Michael Mullen broadened the focus to expand upon those domains and to create a framework that encompassed all branches of the service and incorporated the well-being of Service member families affected by deployments and the resulting consequences. In November 2009, Adm. Mullen tasked the Consortium for Human and Military Performance at the Uniformed Services University of Health Sciences in Bethesda, Md. to host a workshop of leading health specialists. Samueli Institute coordinated the event and contributed significantly to the establishment of TFF principles that were subsequently outlined in the special issue of Military Medicine.

Total Force Fitness graphics

The results of the workshop expanded the number of fitness domains that constitute Total Force Fitness to include each of the following:

  • Physical
  • Psychological
  • Behavioral and Occupational
  • Medical and Environmental
  • Nutritional
  • Spiritual
  • Social
  • Family

In her comments Col. Land writes, “This program would be prevention-focused, individual-centric and the family would be recognized as central to the total force fitness equation.” She notes that TFF is part of the broader Department of Defense (DoD) emphasis, “to create a culture within DoD that values health and fitness and empowers individuals and organizations to actualize those values and achieve optimal health.”

The issue chapter “Why Total Force Fitness” sets out the rationale for adopting the holistic approach to armed services health requirements.“ The answer is that the current paradigm is failing.

The demands on current warfighters and their families are overwhelming the resilience capacity of our service members. The military services are experiencing rampant post-traumatic stress disorder (PTSD), scores of injuries, family casualties, and increasing suicide rates.
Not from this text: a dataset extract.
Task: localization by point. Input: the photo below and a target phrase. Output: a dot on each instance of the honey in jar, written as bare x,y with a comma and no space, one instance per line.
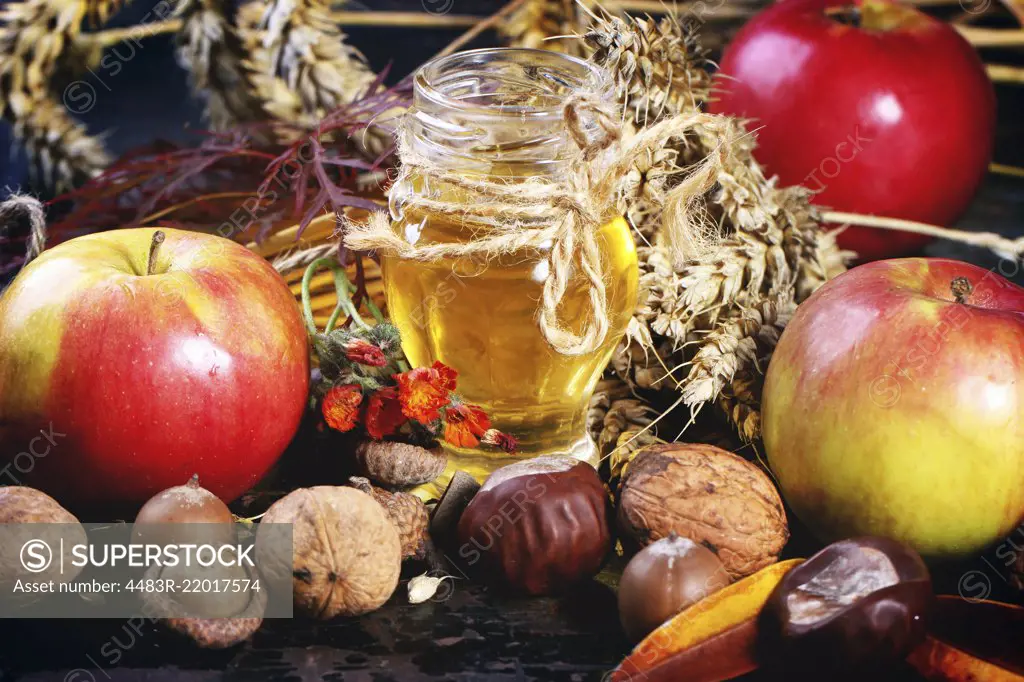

The burden is high and the framework of the current response does not match the circumstance or need.

Subsequent chapters  describe the potential within the primary domains to redress these conditions and to provide a coherent framework for enhancing the health of service members and their families. Samueli Institute, through its Military Medical Research program, has helped explore a number of these domains in partnership with military health leaders and unit commanders.

From the standpoint of the Military Families Learning Network and our continuing efforts to leverage the Cooperative Extension System (CES) as a force-multiplier for family readiness, the Total Force Fitness program offers an excellent opportunity to showcase how  CES programs and expertise, derived from the Land Grant Universities that CES resides within, can supplement, enhance, and catalyze resilience and health in each of the TFF domains.

Friday Field Notes will continue to feature evidence-based best management practices from across the Cooperative Extension System, linking them explicitly to specific TFF domains.  It is our hope that this effort will make it clearer how the CES is a fundamental part of the Total Force Fitness equation.

Adm. Mullen (Ret) writes in the introduction to the special issue:

Total force fitness is more than a physical fitness; it is the sum total of the many facets of individuals, their families, and the organization in which they serve. It is a state of being.

He encouraged the military health and military families communities to: “Keep your minds open to creative new concepts and possibilities. Critically evaluate the role of complementary and alternative medicine. Explore the anecdotal evidence regarding total force fitness and then develop scientific protocols to put these observations to objective tests… ” The Military Families Learning Network is taking up his challenge.